Add all the changes together and the county’s general fund for 2013-14 is to have $179.6 million in revenues and $188.2 million in expenses. That leaves a gap of $8.6 million, according to a county report.
That gap of $8.6 million is smaller than the predicted structural deficit in June of $15.2 million.
But the county still sees its budget as being balanced, because it has the savings to cover the gap. It began the fiscal year with a $48.5 million general fund carryover and added $4.2 million from savings, for total general fund operating revenues of $232.4 million.
It is spending that $232.4 million on its $188.2 million in operating expenses and also is sending $27.6 million to various reserve funds. If all goes as estimated, it would end the fiscal year in June 2014 with $16.6 million remaining in the general fund.
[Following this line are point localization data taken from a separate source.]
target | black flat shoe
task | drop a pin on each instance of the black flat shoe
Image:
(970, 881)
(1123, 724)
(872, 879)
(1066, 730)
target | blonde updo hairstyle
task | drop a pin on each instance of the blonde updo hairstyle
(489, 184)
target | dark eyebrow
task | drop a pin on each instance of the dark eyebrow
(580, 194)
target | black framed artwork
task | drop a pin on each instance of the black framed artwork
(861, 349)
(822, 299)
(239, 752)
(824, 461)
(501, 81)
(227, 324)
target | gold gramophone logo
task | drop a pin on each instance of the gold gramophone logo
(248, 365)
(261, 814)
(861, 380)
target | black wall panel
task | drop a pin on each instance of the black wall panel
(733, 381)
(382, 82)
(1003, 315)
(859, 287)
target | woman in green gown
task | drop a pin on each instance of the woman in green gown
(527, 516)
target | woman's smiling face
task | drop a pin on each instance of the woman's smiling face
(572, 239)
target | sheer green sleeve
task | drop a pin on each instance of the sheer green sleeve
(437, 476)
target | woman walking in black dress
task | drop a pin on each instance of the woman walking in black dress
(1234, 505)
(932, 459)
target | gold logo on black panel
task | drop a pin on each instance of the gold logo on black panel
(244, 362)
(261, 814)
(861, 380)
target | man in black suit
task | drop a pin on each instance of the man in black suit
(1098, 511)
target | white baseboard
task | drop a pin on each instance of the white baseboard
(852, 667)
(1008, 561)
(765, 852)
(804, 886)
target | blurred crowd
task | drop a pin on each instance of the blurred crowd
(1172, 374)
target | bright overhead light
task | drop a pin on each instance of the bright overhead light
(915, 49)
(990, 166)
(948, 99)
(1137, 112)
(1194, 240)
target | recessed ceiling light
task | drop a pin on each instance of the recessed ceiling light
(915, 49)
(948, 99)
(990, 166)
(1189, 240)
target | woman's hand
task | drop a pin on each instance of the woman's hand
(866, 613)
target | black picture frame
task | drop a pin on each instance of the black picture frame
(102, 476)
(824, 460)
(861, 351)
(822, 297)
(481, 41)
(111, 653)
The county shifts money to reserve funds for various reasons. For example, it is anticipating increasing retirement costs in coming years associated with the California Public Employees’ Retirement System. As a result, it moved $13 million from the general fund to a reserve account to help deal with this situation.
Projections for future fiscal years show the structural deficit reaching $15.6 million in fiscal year 2016-17. It also shows that the county will have enough savings to remain in the black.
The economy is showing mixed signals, the county report said. For example, the report mentioned the county unemployment rate fell from 8.5 percent in July to 8.2 percent in August. At the same time, fewer people were employed and the decrease came about because the labor market also shrank.